The loss of the BLS ambulance at segment 1 scene has been significant, Guzman said, especially since it takes so long to don PPE before beginning a job: “The time to get hands on to perform CPR has increased drastically.” What’s more, according to Contreras, a firefighter now drives the ambulance to the hospital, because both paramedics need to be in back working on the patient. When EMTs were at segment 1 scenes, one of them would do the driving. Now that a firefighter takes the wheel, it can put his or her engine out of service for a period.

No comfort

In its guidance on what to do with heart attack victims, REMSCO last week said, “victims of cardiac arrest, who do not respond to CPR and other standard treatments according to existing treatment guidelines, will be pronounced on the scene.”

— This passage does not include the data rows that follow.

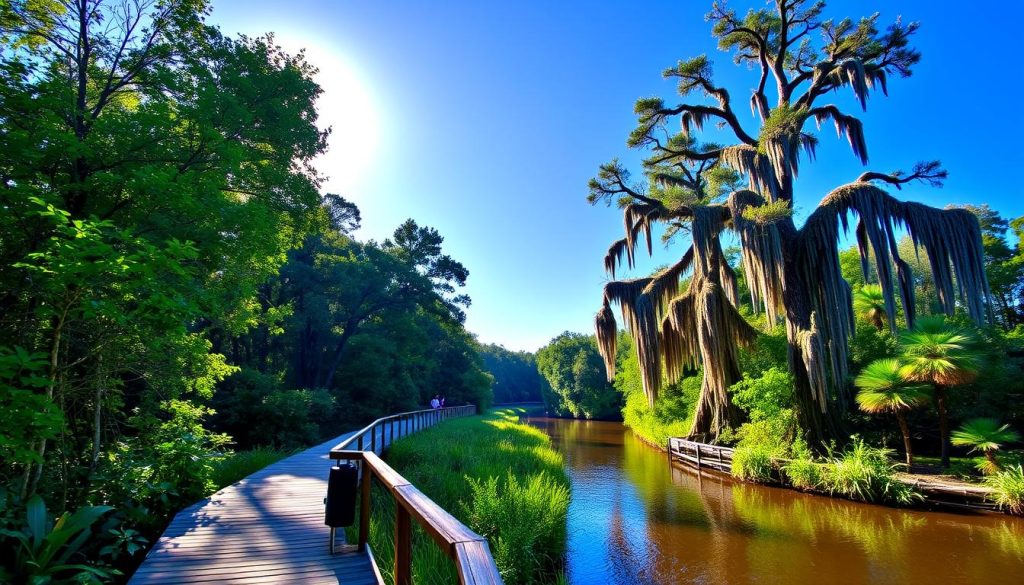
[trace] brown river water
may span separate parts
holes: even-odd
[[[696,473],[616,422],[525,419],[565,456],[573,585],[1024,585],[1024,519],[901,510]]]

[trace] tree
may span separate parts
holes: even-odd
[[[877,15],[837,22],[824,19],[823,9],[823,2],[777,0],[772,9],[751,10],[740,17],[724,2],[716,2],[708,17],[720,48],[759,74],[751,96],[759,131],[748,131],[740,122],[732,94],[715,84],[707,55],[679,61],[664,76],[677,80],[679,94],[689,99],[668,106],[660,98],[642,98],[635,107],[639,124],[628,144],[649,155],[644,160],[646,182],[633,183],[617,161],[601,166],[590,182],[591,202],[616,201],[625,215],[626,238],[605,257],[612,278],[624,256],[632,265],[639,240],[646,239],[650,251],[653,223],[688,227],[692,244],[678,263],[649,278],[605,287],[597,331],[611,375],[608,357],[614,354],[616,324],[610,304],[617,303],[636,340],[650,401],[662,387],[663,365],[670,381],[687,367],[702,366],[703,387],[691,434],[715,435],[735,423],[737,414],[726,389],[738,379],[736,347],[757,334],[736,310],[734,275],[721,252],[724,232],[738,237],[743,274],[769,324],[785,323],[798,414],[813,438],[839,436],[839,418],[850,403],[847,339],[854,316],[838,246],[840,227],[849,229],[851,216],[857,217],[852,228],[861,269],[866,274],[873,257],[890,327],[897,294],[907,322],[914,320],[912,276],[896,246],[898,225],[905,226],[931,258],[942,310],[952,314],[959,304],[976,321],[989,317],[974,215],[902,202],[879,186],[900,189],[915,180],[941,184],[946,173],[938,162],[919,163],[910,172],[865,172],[827,194],[797,227],[797,172],[801,156],[813,159],[817,144],[814,134],[805,131],[809,122],[831,121],[849,139],[854,156],[867,163],[861,122],[822,99],[849,89],[866,108],[872,91],[886,92],[891,77],[909,76],[921,58],[909,44],[915,23],[897,20],[880,32]],[[814,35],[820,35],[820,42],[812,40]],[[769,106],[769,80],[774,106]],[[711,122],[736,142],[698,142],[695,133]],[[670,123],[679,124],[681,131],[670,134]],[[716,203],[723,193],[716,190],[724,183],[713,179],[730,169],[749,180],[749,189]],[[680,277],[690,270],[689,285],[679,290]]]
[[[854,384],[857,405],[860,410],[871,413],[893,413],[903,433],[903,450],[907,467],[913,465],[913,450],[910,447],[910,428],[906,424],[906,412],[928,402],[928,390],[922,384],[908,383],[900,374],[899,360],[879,360],[864,368]]]
[[[496,403],[541,402],[541,374],[537,357],[528,351],[512,351],[502,345],[479,346],[483,368],[495,377]]]
[[[549,384],[548,408],[573,418],[618,415],[620,395],[601,374],[592,335],[566,331],[537,351],[537,369]]]
[[[924,318],[913,329],[900,335],[904,365],[900,372],[908,380],[928,382],[935,387],[939,411],[939,437],[942,442],[942,466],[949,466],[949,410],[946,390],[970,382],[978,375],[976,339],[966,330],[949,324],[942,317]]]
[[[1010,428],[1009,424],[1000,426],[993,418],[971,419],[952,433],[953,445],[970,447],[972,452],[981,451],[984,454],[985,462],[979,468],[986,474],[999,471],[999,462],[995,459],[995,452],[1007,443],[1020,440],[1019,432]]]
[[[59,441],[35,433],[17,474],[56,509],[103,497],[121,442],[190,449],[155,433],[202,428],[233,371],[210,338],[263,319],[258,288],[316,218],[313,68],[271,38],[224,37],[207,11],[0,7],[0,346],[46,357],[32,390],[63,424]]]

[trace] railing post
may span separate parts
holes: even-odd
[[[413,582],[412,518],[401,504],[395,506],[394,523],[394,585]]]
[[[362,470],[361,502],[359,504],[359,552],[367,549],[367,541],[370,539],[370,465],[364,459],[359,463]]]

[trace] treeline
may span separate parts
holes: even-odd
[[[970,333],[971,360],[976,375],[957,384],[948,396],[950,428],[979,417],[993,417],[1024,428],[1024,217],[1007,220],[988,206],[967,206],[980,221],[985,248],[985,267],[996,298],[996,324],[977,328],[966,316],[946,320],[948,331]],[[919,315],[939,312],[929,258],[915,254],[912,243],[898,243],[906,253],[914,275],[914,299]],[[768,328],[763,316],[756,316],[742,266],[731,251],[730,261],[737,275],[739,310],[758,328],[758,338],[750,348],[739,350],[741,379],[730,388],[732,403],[743,413],[743,424],[724,433],[722,441],[792,445],[799,435],[794,412],[793,379],[786,357],[785,333]],[[865,280],[856,248],[840,253],[844,279],[854,291],[856,331],[850,338],[851,377],[854,380],[871,363],[899,358],[903,348],[900,331],[905,328],[898,314],[897,333],[885,321],[885,300]],[[686,284],[688,276],[682,278]],[[616,367],[612,383],[605,378],[594,335],[566,332],[538,351],[538,366],[548,386],[549,408],[562,416],[603,418],[621,409],[625,424],[651,444],[664,446],[669,436],[690,432],[700,393],[702,372],[694,369],[676,383],[666,384],[653,404],[643,391],[633,341],[621,332],[616,344]],[[600,413],[600,414],[597,414]],[[613,415],[612,415],[613,416]],[[907,413],[913,430],[912,442],[924,454],[940,453],[939,413],[916,408]],[[860,433],[876,445],[902,446],[894,420],[852,411],[845,419],[846,430]],[[963,449],[959,453],[966,453]],[[792,456],[792,453],[787,454]]]
[[[229,450],[490,400],[466,268],[412,220],[354,239],[312,166],[314,69],[207,11],[0,6],[4,582],[130,566]],[[113,510],[52,554],[43,502]]]
[[[495,404],[535,403],[544,400],[544,378],[537,371],[537,357],[512,351],[503,345],[480,345],[483,369],[494,379]]]

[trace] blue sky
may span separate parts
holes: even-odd
[[[730,5],[744,12],[763,2]],[[407,217],[436,227],[470,270],[468,329],[484,342],[534,350],[562,331],[592,330],[602,257],[622,237],[622,220],[614,208],[586,203],[587,180],[614,157],[639,160],[625,147],[633,102],[674,101],[662,70],[708,53],[756,132],[745,103],[757,74],[717,50],[703,19],[710,6],[214,0],[211,22],[229,34],[274,32],[286,48],[308,49],[334,129],[318,165],[330,177],[325,191],[359,206],[357,236],[382,240]],[[947,2],[848,0],[829,2],[826,15],[876,10],[882,25],[898,15],[921,22],[924,58],[912,77],[890,81],[888,98],[868,100],[866,168],[940,159],[950,173],[944,189],[914,185],[898,196],[1024,215],[1016,176],[1024,168],[1016,141],[1024,68],[1016,37],[992,24],[1021,22],[1024,7],[1002,3],[993,14]],[[846,92],[833,101],[857,110]],[[817,162],[801,167],[798,214],[863,170],[830,125],[819,137]],[[655,249],[644,267],[678,253]]]

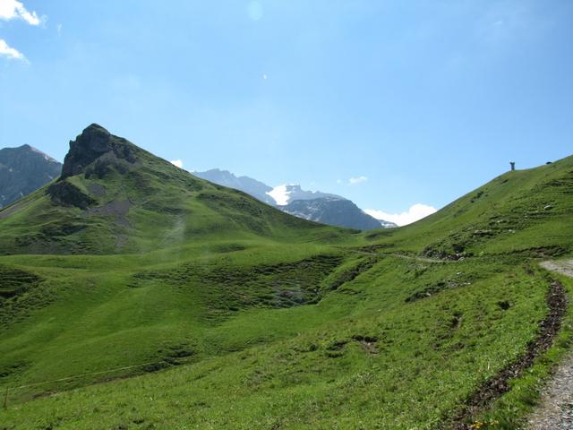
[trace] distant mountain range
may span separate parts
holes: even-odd
[[[60,176],[62,163],[30,145],[0,150],[0,208]]]
[[[28,195],[62,172],[62,163],[30,145],[0,150],[0,208]],[[236,176],[213,168],[192,172],[219,185],[235,188],[284,212],[322,224],[369,230],[396,227],[366,214],[350,200],[320,191],[303,190],[298,185],[271,187],[249,176]]]
[[[298,185],[271,187],[249,176],[236,176],[227,170],[213,168],[206,172],[192,172],[196,176],[241,190],[278,209],[322,224],[359,230],[397,227],[389,221],[376,219],[344,197],[320,191],[303,190]]]

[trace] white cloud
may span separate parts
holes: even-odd
[[[366,176],[351,177],[350,179],[348,179],[348,184],[350,184],[351,185],[355,185],[356,184],[366,182],[368,178]]]
[[[9,47],[4,39],[0,39],[0,56],[4,56],[10,59],[21,60],[28,63],[28,60],[26,59],[24,55],[18,49]]]
[[[433,206],[422,203],[413,204],[407,212],[402,213],[386,213],[383,211],[376,211],[374,209],[364,210],[364,212],[371,217],[374,217],[377,219],[394,222],[398,226],[411,224],[418,219],[427,217],[428,215],[432,215],[435,211],[436,208]]]
[[[30,25],[39,25],[40,19],[36,12],[29,12],[17,0],[0,0],[0,20],[24,20]]]

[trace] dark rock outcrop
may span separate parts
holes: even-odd
[[[105,157],[104,157],[105,156]],[[135,147],[126,140],[114,136],[101,125],[92,124],[87,127],[75,141],[70,142],[70,150],[64,160],[61,179],[86,173],[95,173],[102,177],[111,164],[123,165],[135,163],[137,158]],[[122,160],[124,163],[117,163]],[[94,161],[94,170],[87,169]]]

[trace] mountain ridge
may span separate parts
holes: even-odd
[[[0,208],[53,181],[62,164],[30,146],[0,150]]]
[[[215,184],[244,191],[280,211],[304,219],[359,230],[397,227],[392,222],[371,217],[345,197],[303,190],[297,184],[273,188],[249,176],[236,176],[228,170],[218,168],[192,173]]]
[[[519,428],[569,349],[570,312],[481,401],[556,280],[571,303],[538,263],[573,254],[573,157],[357,233],[133,150],[71,158],[52,185],[85,208],[50,185],[0,210],[7,428]]]

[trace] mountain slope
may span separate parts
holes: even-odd
[[[125,254],[229,232],[248,238],[323,229],[196,178],[96,125],[70,143],[61,178],[0,212],[0,223],[4,254]]]
[[[61,163],[30,145],[0,150],[0,208],[53,181],[61,170]]]
[[[214,184],[241,190],[265,203],[275,204],[275,200],[268,194],[269,191],[272,191],[272,187],[252,177],[235,176],[228,170],[220,170],[218,168],[212,168],[205,172],[192,173],[201,179]]]
[[[241,190],[261,202],[275,205],[286,213],[304,219],[359,230],[396,227],[393,223],[377,220],[339,195],[320,191],[305,191],[297,185],[271,188],[251,177],[235,176],[231,172],[218,168],[192,173],[219,185]]]
[[[10,242],[16,224],[38,229],[70,213],[84,222],[119,193],[133,202],[122,230],[131,254],[48,229],[44,244],[66,240],[78,254],[0,256],[10,280],[0,288],[0,428],[514,429],[571,340],[569,312],[551,349],[503,381],[509,391],[465,412],[543,332],[552,286],[570,303],[573,281],[537,263],[573,254],[573,159],[504,174],[411,226],[357,235],[187,182],[109,139],[95,162],[90,151],[70,157],[83,173],[59,182],[81,194],[45,188],[0,211],[12,210],[0,241],[23,253],[29,245]],[[153,211],[141,209],[148,199]],[[92,235],[116,219],[98,216]]]
[[[281,211],[312,221],[340,226],[359,230],[381,228],[378,219],[361,211],[349,200],[336,197],[322,197],[312,200],[295,200]]]

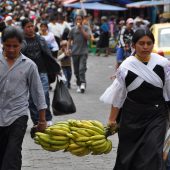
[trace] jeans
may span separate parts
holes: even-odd
[[[73,56],[73,66],[74,74],[77,79],[77,85],[80,86],[81,83],[86,83],[86,70],[87,70],[87,55],[74,55]]]
[[[70,88],[70,80],[71,80],[71,76],[72,76],[72,70],[71,70],[71,66],[63,66],[62,67],[63,73],[66,77],[66,86],[68,88]]]
[[[40,79],[41,79],[41,83],[42,83],[42,86],[43,86],[45,100],[46,100],[46,104],[47,104],[46,121],[51,121],[52,120],[52,114],[51,114],[51,111],[50,111],[49,83],[48,83],[47,73],[40,73]],[[30,96],[30,99],[29,99],[29,110],[30,110],[30,114],[31,114],[31,119],[32,119],[34,125],[36,125],[38,123],[38,120],[39,120],[39,113],[38,113],[38,110],[37,110],[35,104],[33,103],[31,96]]]
[[[0,169],[21,170],[22,142],[27,128],[28,116],[15,120],[10,126],[0,127]]]

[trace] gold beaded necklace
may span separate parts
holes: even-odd
[[[151,58],[151,56],[149,55],[149,56],[147,56],[147,57],[139,57],[137,54],[135,54],[135,57],[139,60],[139,61],[141,61],[141,62],[143,62],[143,63],[147,63],[149,60],[150,60],[150,58]]]

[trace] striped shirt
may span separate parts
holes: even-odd
[[[47,108],[37,66],[23,54],[9,68],[0,53],[0,126],[28,115],[29,93],[38,110]]]

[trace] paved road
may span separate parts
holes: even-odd
[[[72,89],[70,90],[75,101],[77,112],[66,116],[55,116],[53,121],[75,119],[96,119],[103,124],[107,123],[110,106],[99,101],[100,95],[111,84],[109,77],[114,70],[115,57],[89,56],[87,71],[87,91],[85,94],[76,93],[74,76]],[[53,91],[50,93],[51,98]],[[70,153],[47,152],[39,145],[34,144],[30,137],[29,120],[26,136],[23,143],[23,166],[22,170],[112,170],[116,157],[117,135],[110,137],[113,149],[107,155],[87,155],[76,157]]]

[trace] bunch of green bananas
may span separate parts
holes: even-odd
[[[107,128],[97,120],[69,119],[48,127],[44,133],[36,132],[34,139],[45,150],[85,156],[109,153],[112,142],[107,137]]]
[[[103,124],[97,120],[68,120],[71,138],[68,151],[84,156],[107,154],[112,150],[112,142],[105,136]]]
[[[67,122],[57,123],[46,128],[45,132],[36,132],[34,141],[47,151],[58,151],[68,148],[70,133],[69,124]]]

“Due to the tremendous volume of patients in our Emergency Departments, patients who are pronounced on the scene will not be transported to an emergency department,” the guidance read. “Emergency Departments are severely overcrowded and transporting patients pronounced on the scene only increases ED workload and potentially exposes ED staff and patients to COVID19.” Ambulance crews are instructed to leave the NYPD in charge of the body or call the medical examiner’s office.

Contreras says the move is hard to stomach, but makes sense. “What we are currently seeing is principles of disaster medicine at work where we have to make very difficult decisions because of the austere environments,” he says.

For Guzman, the impact of social-distancing makes that harrowing moment, when CPR stops and hope ends, even harder.

“It’s hard to just pronounce a person and leave them there with family grieving. And now with the CoVid-19 issues, we can’t even console the families like we used to,” he said. “It’s becoming even more sad on a daily basis.”